On Wednesday, the 11-year-old Gateway Middle School sixth grader said he felt “a little better” about going back to school.

“I’ve got my book supplies and my hot dog. I enjoyed everything here,” young Walker said, adding that he has about 14 more vacation days.

The boy was one of about 100 children who received their free backpacks with school supplies in the first 30 minutes of a back-to-school community gathering at Seaway Marketplace, 1707 Cherry St., in Toledo store manager Steve Tracy said.

The event spanned three hours. Free hot dogs, chips, and water were available, too.

Mr. Tracy said he was happy to be part of the effort to help those in need while increasing awareness of the back-to-school time.

“This is a difficult time,” Mr. Tracy said. “The prices are increasing … but we [Seaway Marketplace] have fared well through this and are happy to be able to give back to the community.”

Cindy Pisano, Mercy Health Healthy Connections supervisor, said in a statement that the event was also “a way to celebrate starting this upcoming school year full of healthy habits.”

Along with a school-supplies giveaway, the program featured health screenings and information about a Mercy Health fruits and vegetable prescription program and a smoking cessation program for pregnant women.

Additionally, there was information about the Getting Healthy Zone.
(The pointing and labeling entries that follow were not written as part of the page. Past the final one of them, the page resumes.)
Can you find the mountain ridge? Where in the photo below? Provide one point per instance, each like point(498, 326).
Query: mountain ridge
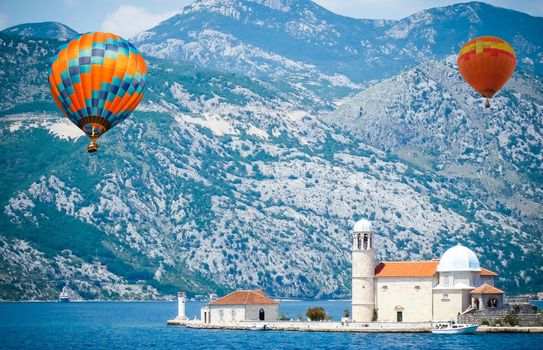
point(222, 180)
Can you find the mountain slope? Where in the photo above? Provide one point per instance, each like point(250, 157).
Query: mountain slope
point(293, 38)
point(221, 181)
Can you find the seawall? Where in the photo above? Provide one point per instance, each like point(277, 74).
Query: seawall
point(372, 327)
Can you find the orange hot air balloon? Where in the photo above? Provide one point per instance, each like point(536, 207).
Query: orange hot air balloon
point(486, 63)
point(97, 79)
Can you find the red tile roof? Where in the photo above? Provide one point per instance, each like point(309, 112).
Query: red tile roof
point(245, 297)
point(406, 269)
point(487, 289)
point(413, 269)
point(485, 272)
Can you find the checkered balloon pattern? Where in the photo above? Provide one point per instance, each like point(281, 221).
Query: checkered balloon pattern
point(97, 79)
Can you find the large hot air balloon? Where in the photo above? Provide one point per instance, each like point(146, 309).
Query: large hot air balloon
point(486, 63)
point(97, 79)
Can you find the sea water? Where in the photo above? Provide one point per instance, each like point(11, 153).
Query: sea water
point(142, 325)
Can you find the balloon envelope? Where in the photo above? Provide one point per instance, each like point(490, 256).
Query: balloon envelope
point(486, 63)
point(97, 79)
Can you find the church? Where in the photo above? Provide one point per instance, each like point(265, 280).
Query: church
point(417, 291)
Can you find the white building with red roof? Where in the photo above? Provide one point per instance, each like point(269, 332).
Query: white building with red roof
point(239, 306)
point(417, 291)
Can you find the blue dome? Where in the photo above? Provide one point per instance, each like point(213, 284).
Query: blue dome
point(458, 258)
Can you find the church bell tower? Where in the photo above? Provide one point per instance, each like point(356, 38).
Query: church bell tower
point(363, 259)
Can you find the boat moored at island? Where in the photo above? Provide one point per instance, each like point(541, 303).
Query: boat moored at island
point(452, 327)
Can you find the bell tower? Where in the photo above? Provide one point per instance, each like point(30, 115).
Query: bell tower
point(363, 260)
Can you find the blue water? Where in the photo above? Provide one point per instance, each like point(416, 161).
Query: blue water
point(142, 326)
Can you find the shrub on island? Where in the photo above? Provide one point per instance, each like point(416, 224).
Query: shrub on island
point(317, 314)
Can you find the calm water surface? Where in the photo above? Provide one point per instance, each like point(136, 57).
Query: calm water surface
point(142, 325)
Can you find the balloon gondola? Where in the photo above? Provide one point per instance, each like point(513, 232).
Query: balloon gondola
point(97, 80)
point(486, 63)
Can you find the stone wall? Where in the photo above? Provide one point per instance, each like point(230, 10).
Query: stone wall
point(526, 314)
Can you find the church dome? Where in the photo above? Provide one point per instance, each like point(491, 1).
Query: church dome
point(458, 258)
point(363, 226)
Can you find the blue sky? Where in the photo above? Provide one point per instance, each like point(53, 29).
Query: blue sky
point(126, 18)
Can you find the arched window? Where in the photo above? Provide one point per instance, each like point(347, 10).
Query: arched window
point(492, 302)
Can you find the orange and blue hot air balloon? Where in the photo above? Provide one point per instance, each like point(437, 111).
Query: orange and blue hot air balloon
point(486, 63)
point(97, 79)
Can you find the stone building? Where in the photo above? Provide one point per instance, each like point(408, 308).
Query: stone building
point(416, 291)
point(242, 305)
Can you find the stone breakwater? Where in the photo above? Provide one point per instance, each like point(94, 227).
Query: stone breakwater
point(304, 326)
point(373, 327)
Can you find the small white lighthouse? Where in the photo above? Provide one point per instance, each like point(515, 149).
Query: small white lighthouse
point(363, 286)
point(181, 299)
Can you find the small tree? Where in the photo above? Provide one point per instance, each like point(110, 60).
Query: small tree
point(316, 313)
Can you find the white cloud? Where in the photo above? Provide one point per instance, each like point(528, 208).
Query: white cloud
point(129, 20)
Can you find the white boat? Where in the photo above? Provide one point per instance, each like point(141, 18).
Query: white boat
point(454, 328)
point(64, 297)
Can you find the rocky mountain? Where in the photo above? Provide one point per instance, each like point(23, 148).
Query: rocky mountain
point(41, 30)
point(310, 45)
point(224, 180)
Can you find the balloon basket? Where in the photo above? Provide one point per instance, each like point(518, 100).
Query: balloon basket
point(92, 147)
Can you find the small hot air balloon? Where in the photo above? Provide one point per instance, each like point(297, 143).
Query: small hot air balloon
point(486, 63)
point(97, 79)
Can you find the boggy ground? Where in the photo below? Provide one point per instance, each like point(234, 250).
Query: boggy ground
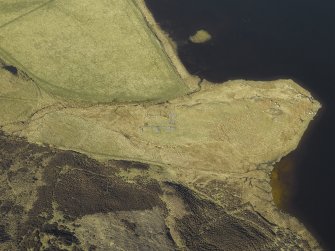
point(63, 200)
point(83, 169)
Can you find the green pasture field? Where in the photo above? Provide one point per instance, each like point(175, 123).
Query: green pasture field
point(98, 51)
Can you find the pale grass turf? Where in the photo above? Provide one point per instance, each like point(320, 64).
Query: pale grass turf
point(97, 51)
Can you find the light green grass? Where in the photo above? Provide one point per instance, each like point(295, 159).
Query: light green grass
point(97, 51)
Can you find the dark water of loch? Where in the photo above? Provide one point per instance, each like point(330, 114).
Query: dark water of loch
point(265, 40)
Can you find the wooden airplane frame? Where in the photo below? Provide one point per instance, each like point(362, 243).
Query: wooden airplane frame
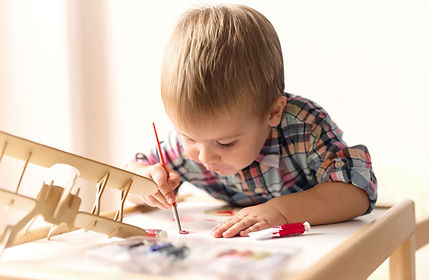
point(58, 205)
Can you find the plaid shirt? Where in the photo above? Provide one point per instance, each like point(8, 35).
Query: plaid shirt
point(305, 149)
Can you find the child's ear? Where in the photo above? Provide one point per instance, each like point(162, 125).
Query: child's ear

This a community-driven initiative to increase infant vitality, improve the health of residents, and create a community where people want to live, work, and visit within the ZIP codes of 43608, 43610, and 43620.

Erika Blake, Mercy Health spokesman, said the effort was sponsored by Seaway Marketplace, Mercy Health, and Premier Bank, which partnered to help area families have a successful start to the school year.

Tanya Walker, Jaylen’s mother, said the event was “a huge help” to her.

“It’s a year of hard times financially, so it’s a great help,” she went on to say. “And every little bit helps.”

Lakisha Boyd, 41, of Toledo, agreed with her, adding that she felt relieved now that her two sons, aged 3 and 8, had their school supplies.

As they were ready to leave the event, each had a backpack behind his back, moving and talking excitedly.

“This saved us a lot,” the single mother said, adding that the money saved on the school supplies would go toward paying the bills.